Agencies may anticipate future challenges alleging wrongful destruction
under R.C. 149.351,
particularly because the Court points out (fn. 3) that such claims lie elsewhere. Custodians will review
whether overwrite cycles align with retention obligations.
4. Complex Concepts Simplified
- Mandamus: A court order directing a public officer to perform a clear legal duty.
- Public Record (Ohio): Any document—regardless of form—that is kept by a public office and
documents its activities (R.C. 149.011(G)). Key word:
kept
includesreceived
. - Statutory Damages: Fixed dollar amounts set by statute to compensate requesters without proving actual monetary loss ($100/day, up to $1,000).
- Overbroad Request: A request so sweeping that it would require the agency to copy its entire filing cabinet. Asking for a single lengthy document is not overbroad.
- Exhaustion of Administrative Remedies: The idea that a person must pursue all internal or agency procedures before going to court. Ayers says “no” for public-records mandamus.
- Qualifying Event (in video retention): An incident (e.g., use of force, discovery of major contraband) that triggers a duty to preserve footage beyond the automatic overwrite window.
5. Conclusion
State ex rel. Ayers v. Sackett is modest in its facts but momentous in its doctrinal clarification. The Supreme Court of Ohio:
- Affirmed that the Public Records Act creates a self-standing judicial remedy; inmates need not exhaust prison grievance procedures before filing mandamus.
- Extended the “received and used” principle, labeling an externally authored retention schedule as a public record subject to disclosure.
- Refined the line between a legitimate overbreadth denial and an agency’s duty to produce a single multifaceted document.
- Reiterated the showing required to prove non-existence of records (unrebutted sworn statements suffice).
- Applied statutory damages vigorously, signaling to custodians that even arguable mistakes can be costly.
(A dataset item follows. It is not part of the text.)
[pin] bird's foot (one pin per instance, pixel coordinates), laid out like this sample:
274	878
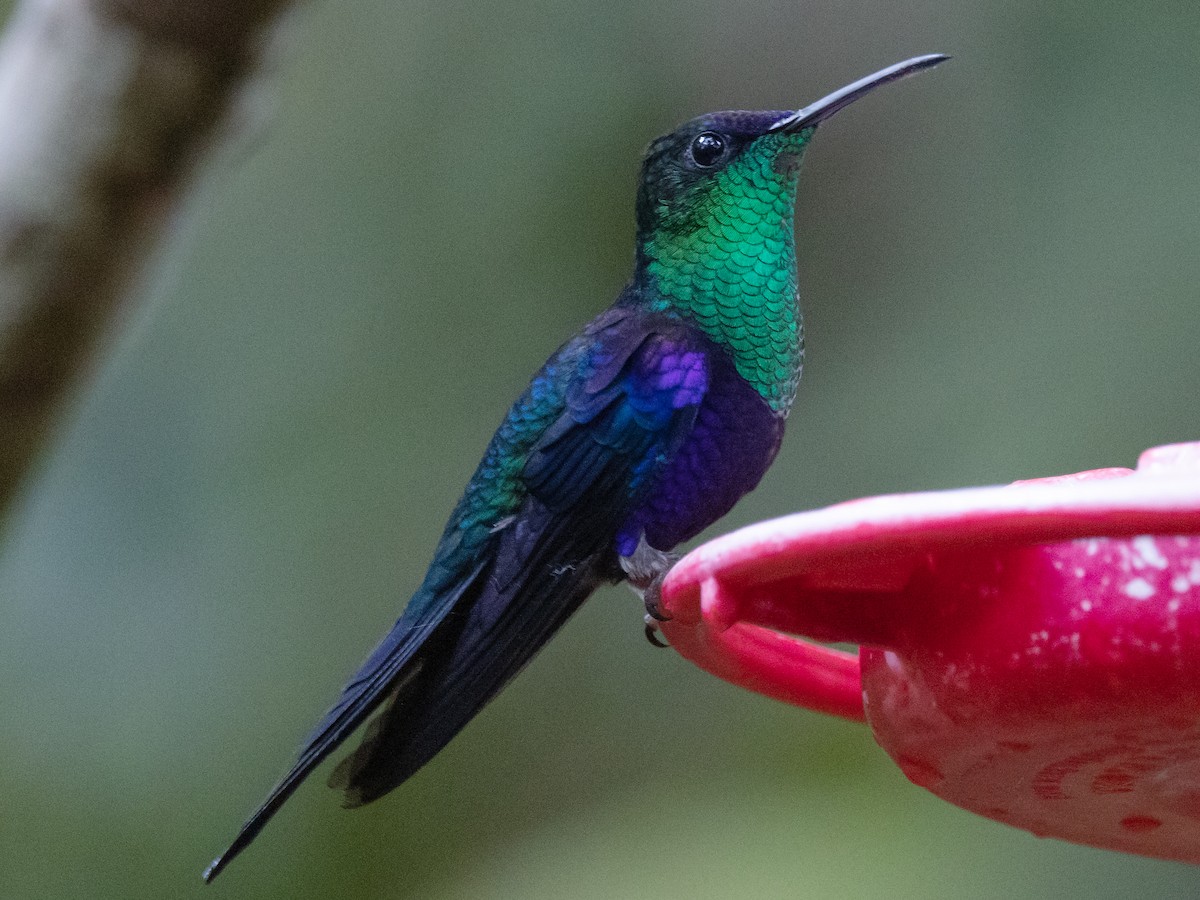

Going forward, public agencies—especially privatized correctional facilities— must inventory not only the records they create, but also external policies, schedules, and manuals they rely upon. Denial letters must contain legal citations and describe record-keeping systems to withstand judicial scrutiny. Meanwhile, requesters—incarcerated or not—can invoke mandamus directly, confident that Ohio’s highest court views the Public Records Act as a powerful, unconditioned transparency tool.